Em primeira instância, é notório que o consumismo, durante muitos anos, foi estimulado pelas empresas e pelos países, com o obejtivo de aumentar a riqueza. Nesse viés, as indústrias criaram mecanismos para estimular a compra, como obsolescência programada, na qual cria-se o produto com o tempo de funcionamento determinado, para que depois de um período o indivíduo precise comprar outro; além das propagandas que estimulam na população a necessidade de sempre estar consumindo os produtos mais atuais e tecnológicos.
Entretanto, o consumo exacerbado prejudica o meio ambiente, na medida que mais recursos naturais são extraídos e diversos poluentes são liberados. Em consequência da grande utilização de plástico e outros derivados do petróleo não produção de mercadorias, há uma enorme retirada desse óleo do planeta, gerando poluentes atmosféricos durante sua queima que contribui para o efeito estufa. Ademais, o plástico gerado é um polímero que possui uma grande dificuldade de se degradar, podendo demorar mais de 100 anos para se decompor, isso prejudica animais marinhos e terrestres que vivem nos rios, oceanos e florestas poluídas. Dessa forma, o consumo inconsciente contribui com os impactos ambientais e sociais no mundo.

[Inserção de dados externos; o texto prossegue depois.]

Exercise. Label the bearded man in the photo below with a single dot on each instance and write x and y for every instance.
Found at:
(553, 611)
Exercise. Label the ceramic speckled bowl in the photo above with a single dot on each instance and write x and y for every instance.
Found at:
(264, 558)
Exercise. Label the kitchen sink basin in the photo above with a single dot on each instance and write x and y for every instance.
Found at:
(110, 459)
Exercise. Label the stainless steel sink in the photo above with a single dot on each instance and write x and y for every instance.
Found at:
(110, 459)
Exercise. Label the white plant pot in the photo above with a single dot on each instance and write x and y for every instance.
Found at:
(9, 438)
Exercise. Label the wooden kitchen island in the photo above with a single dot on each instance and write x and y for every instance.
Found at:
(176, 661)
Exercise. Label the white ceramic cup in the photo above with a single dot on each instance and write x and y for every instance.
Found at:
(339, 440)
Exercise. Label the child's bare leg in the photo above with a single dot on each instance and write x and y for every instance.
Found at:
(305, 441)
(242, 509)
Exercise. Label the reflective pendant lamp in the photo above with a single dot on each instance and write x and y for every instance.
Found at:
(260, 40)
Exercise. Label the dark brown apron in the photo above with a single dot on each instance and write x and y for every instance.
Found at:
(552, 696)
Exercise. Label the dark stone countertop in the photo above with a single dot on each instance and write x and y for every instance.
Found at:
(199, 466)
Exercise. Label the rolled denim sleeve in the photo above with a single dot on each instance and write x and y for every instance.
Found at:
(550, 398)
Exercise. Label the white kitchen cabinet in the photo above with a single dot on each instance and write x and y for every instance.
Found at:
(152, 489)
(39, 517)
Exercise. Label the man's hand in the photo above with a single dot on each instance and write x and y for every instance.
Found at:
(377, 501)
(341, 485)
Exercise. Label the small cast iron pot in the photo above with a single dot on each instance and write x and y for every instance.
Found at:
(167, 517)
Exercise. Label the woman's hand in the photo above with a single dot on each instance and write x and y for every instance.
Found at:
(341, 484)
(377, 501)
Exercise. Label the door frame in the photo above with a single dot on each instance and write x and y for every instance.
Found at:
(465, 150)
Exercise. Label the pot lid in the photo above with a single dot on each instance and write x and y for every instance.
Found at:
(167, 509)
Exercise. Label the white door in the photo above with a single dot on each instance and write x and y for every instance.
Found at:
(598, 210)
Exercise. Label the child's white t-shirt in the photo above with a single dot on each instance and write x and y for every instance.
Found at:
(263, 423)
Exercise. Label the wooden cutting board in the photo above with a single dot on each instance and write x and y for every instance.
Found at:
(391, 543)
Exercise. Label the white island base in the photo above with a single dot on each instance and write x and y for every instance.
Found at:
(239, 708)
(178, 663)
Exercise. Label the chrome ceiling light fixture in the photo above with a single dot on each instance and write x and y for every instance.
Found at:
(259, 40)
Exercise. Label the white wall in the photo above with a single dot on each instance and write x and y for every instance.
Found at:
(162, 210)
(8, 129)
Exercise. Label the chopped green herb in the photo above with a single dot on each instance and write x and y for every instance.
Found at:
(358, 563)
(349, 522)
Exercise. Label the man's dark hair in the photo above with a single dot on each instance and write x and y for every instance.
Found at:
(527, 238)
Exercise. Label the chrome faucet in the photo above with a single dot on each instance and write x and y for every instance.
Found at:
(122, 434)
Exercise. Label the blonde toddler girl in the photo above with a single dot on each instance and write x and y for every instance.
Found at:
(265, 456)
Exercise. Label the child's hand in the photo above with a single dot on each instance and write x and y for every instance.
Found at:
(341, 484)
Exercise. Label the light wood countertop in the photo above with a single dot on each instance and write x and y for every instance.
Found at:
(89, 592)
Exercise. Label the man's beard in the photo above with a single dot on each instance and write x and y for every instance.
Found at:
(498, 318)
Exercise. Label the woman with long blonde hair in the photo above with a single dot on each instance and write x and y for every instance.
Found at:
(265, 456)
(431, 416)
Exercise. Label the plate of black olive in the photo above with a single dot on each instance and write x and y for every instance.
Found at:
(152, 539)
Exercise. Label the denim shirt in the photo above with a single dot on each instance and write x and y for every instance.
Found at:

Urge, portanto, que instituições públicas cooperem para mitigar essa problemática. Cabe ao Estado incentivar o consumo consciente entre as populações, criando uma lei que impeça as empresas de criarem produtos com obsolescência programada, incentivando a permanência e a durabilidade do produto por mais tempo, a fim de que diminua o consumo desnecessário; além de incentivar e investir em pesquisar que promovam a substituição do plástico por um produto sustentável, com o objetivo de diminuir os impactos causados pela produção desse polímero. Somente assim, o homem terá uma relação harmônica com o planeta.